Trump Foundation to be shut down amid illegality accusations, remaining assets to be distributed to other organisations
The New York attorney general filed a lawsuit against the Trump Foundation in June, accusing it of 'persistently illegal conduct.' The lawsuit named the president, his sons Donald Trump Jr and Eric Trump, and his daughter Ivanka Trump, who were on the board of the foundation.
New York: US president Donald Trump has agreed to close down his personal charity called the Trump Foundation, the New York attorney general said on Tuesday, accusing it of engaging in a "shocking pattern of illegality" to advance his political and business interests.
The Trump Foundation would be dissolved, and its remaining assets distributed to other charities under her supervision, attorney general Barbara Underwood said in a statement.
Underwood said there had been a "shocking pattern of illegality involving the Trump Foundation — including unlawful coordination with the Trump presidential campaign, repeated and willful self-dealing, and much more."
"This amounted to the Trump Foundation functioning as little more than a chequebook to serve Trump's business and political interests," she said in a statement. "This is an important victory for the rule of law, making clear that there is one set of rules for everyone," Underwood added.
The New York attorney general filed a lawsuit against the Trump Foundation in June, accusing it of "persistently illegal conduct." The lawsuit named the president, his sons Donald Trump Jr and Eric Trump, and his daughter Ivanka Trump, who were on the board of the foundation.
"We'll continue to move our suit forward to ensure that the Trump Foundation and its directors are held to account for their clear and repeated violations of state and federal law," Underwood said.
The suit seeks $2.8 million in restitution and to bar Trump, Don Jr, Eric and Ivanka from serving on the boards of other New York non-profits.
Portrait in golf club
According to the lawsuit, Trump used foundation funds to settle lawsuits, promote his Trump-branded hotels, and for personal spending — including the purchase of a portrait that was displayed at one of his golf clubs.

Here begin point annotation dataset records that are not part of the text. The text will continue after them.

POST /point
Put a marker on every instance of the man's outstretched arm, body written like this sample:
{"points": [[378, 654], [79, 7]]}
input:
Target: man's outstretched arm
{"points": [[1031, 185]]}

It is one of many legal woes that Trump is facing, whose election campaign is being investigated by Special Counsel Robert Mueller for possible collusion with Russia.

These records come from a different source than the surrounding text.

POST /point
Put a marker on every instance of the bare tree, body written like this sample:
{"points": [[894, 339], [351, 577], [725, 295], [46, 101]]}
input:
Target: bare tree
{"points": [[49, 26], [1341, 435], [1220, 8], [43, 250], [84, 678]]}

Last week, Trump's former personal lawyer Michael Cohen was sentenced to three years in prison for paying hush money to two women who claimed to have had affairs with Trump and other crimes.
In June, Trump branded the foundation lawsuit a "ridiculous case" drummed up by "sleazy New York Democrats" and vowed to fight it. "I won't settle this case!" he tweeted.

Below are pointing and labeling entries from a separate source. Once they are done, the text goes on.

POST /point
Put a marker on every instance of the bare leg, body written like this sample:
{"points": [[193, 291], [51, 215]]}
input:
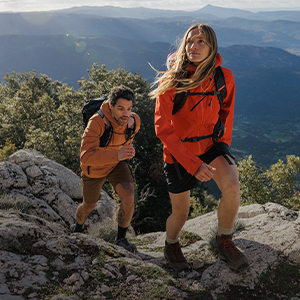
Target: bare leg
{"points": [[227, 179], [83, 211], [125, 191], [180, 210]]}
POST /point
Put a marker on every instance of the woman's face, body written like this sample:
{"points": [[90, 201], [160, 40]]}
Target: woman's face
{"points": [[196, 47]]}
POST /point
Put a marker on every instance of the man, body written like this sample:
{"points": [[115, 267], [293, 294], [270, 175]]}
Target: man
{"points": [[99, 163]]}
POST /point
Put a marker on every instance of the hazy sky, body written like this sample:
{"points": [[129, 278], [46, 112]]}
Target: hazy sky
{"points": [[38, 5]]}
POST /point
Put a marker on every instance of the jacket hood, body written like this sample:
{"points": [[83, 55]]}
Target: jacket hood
{"points": [[107, 113]]}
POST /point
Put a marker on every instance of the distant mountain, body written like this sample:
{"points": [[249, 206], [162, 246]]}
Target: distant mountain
{"points": [[257, 47], [230, 31]]}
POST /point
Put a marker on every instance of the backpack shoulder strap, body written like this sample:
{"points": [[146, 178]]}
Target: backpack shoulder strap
{"points": [[220, 84], [130, 130]]}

The lawsuit painted a picture of habitual misuse of foundation funds for years, signed off on by Trump, who was president of the thinly staffed charity. Alleged abuses included providing foundation funds to a Florida political campaign; settling a 2007 lawsuit between the City of Palm Beach and Trump's Mar-a-Lago resort, and settling a lawsuit by a golfer who took part in a Trump-sponsored charity event in 2012.
There was so little oversight of the foundation, according to the suit, that its board has not met since 1999, despite legal requirements for an annual board meeting to review its finances.